The Sunnyvale, Calif.-based Web giant, which recently fought off a takeover attempt by Microsoft before inking a controversial search partnership with rival Google, said it is forming three new groups: an audience products division, a similar U.S.-based product and advertising division and a data-focused insights strategy group.
Longtime Yahoo! executive Ash Patel, previously head of the company's platforms and infrastructure group, will lead the new products division, while rising star Hilary Schneider, who helmed the global partner solutions unit, will lead the U.S.-centric team.
Both executives will report to president Sue Decker, who has yet to place someone in charge of the new insights strategy division.
The string of organizational maneuvers marks at least the third major shakeup at Yahoo! since late 2006, when media head Lloyd Braun and COO Dan Rosensweig left the company and Decker was promoted from CFO to lead one of three other new groups formed at the time.
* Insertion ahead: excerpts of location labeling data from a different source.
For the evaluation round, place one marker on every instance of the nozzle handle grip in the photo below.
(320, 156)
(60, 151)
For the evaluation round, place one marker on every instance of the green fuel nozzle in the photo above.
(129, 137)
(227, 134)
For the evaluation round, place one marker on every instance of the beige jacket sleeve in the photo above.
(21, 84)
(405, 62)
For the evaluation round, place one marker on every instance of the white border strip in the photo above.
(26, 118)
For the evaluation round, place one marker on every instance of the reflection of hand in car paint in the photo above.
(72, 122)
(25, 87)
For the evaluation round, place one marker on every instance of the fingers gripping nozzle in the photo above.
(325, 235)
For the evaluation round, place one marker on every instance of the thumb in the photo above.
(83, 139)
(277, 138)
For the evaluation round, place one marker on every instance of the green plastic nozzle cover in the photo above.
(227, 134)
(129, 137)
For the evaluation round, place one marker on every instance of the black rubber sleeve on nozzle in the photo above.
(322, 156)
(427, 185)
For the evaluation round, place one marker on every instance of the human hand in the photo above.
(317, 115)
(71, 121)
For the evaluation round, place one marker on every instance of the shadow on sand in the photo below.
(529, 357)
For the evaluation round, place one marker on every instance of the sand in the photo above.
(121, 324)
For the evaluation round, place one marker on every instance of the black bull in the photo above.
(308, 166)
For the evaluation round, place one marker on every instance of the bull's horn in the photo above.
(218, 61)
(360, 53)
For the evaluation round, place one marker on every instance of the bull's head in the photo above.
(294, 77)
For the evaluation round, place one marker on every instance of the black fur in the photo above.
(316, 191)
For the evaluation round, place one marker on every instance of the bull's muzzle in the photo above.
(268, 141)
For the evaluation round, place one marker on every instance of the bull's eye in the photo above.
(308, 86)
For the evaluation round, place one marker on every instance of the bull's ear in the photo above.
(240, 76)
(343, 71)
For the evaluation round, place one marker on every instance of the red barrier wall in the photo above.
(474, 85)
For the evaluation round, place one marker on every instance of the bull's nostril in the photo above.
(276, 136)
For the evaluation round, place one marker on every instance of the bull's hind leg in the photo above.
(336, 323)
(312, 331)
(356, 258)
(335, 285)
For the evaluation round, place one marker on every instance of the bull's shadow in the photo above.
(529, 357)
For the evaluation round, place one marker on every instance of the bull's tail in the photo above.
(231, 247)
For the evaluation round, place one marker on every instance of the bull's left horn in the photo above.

Since then, Yahoo! has replaced former CEO Terry Semel, merged its search and display ad sales teams, added another new group (global partner solutions) and faced a string of high-profile executive departures, including top sales executives Greg Coleman and Wenda Harris Millard.
Just last week word came that Jeff Weiner, evp of Yahoo!'s network division and Brad Garinghouse, vp of communications and communities, were also set to leave the company.
Yahoo! executives say that this latest organizational reshuffle will help it launch products more easily on a global basis. "These moves accelerate the ability of our deep and talented team to build great products, grow our audiences and improve monetization globally," said Jerry Yang, Yahoo! CEO. "They are designed to put us in an even better position to leverage our leading global audience and capture the opportunity we see in the convergence of search and display advertising."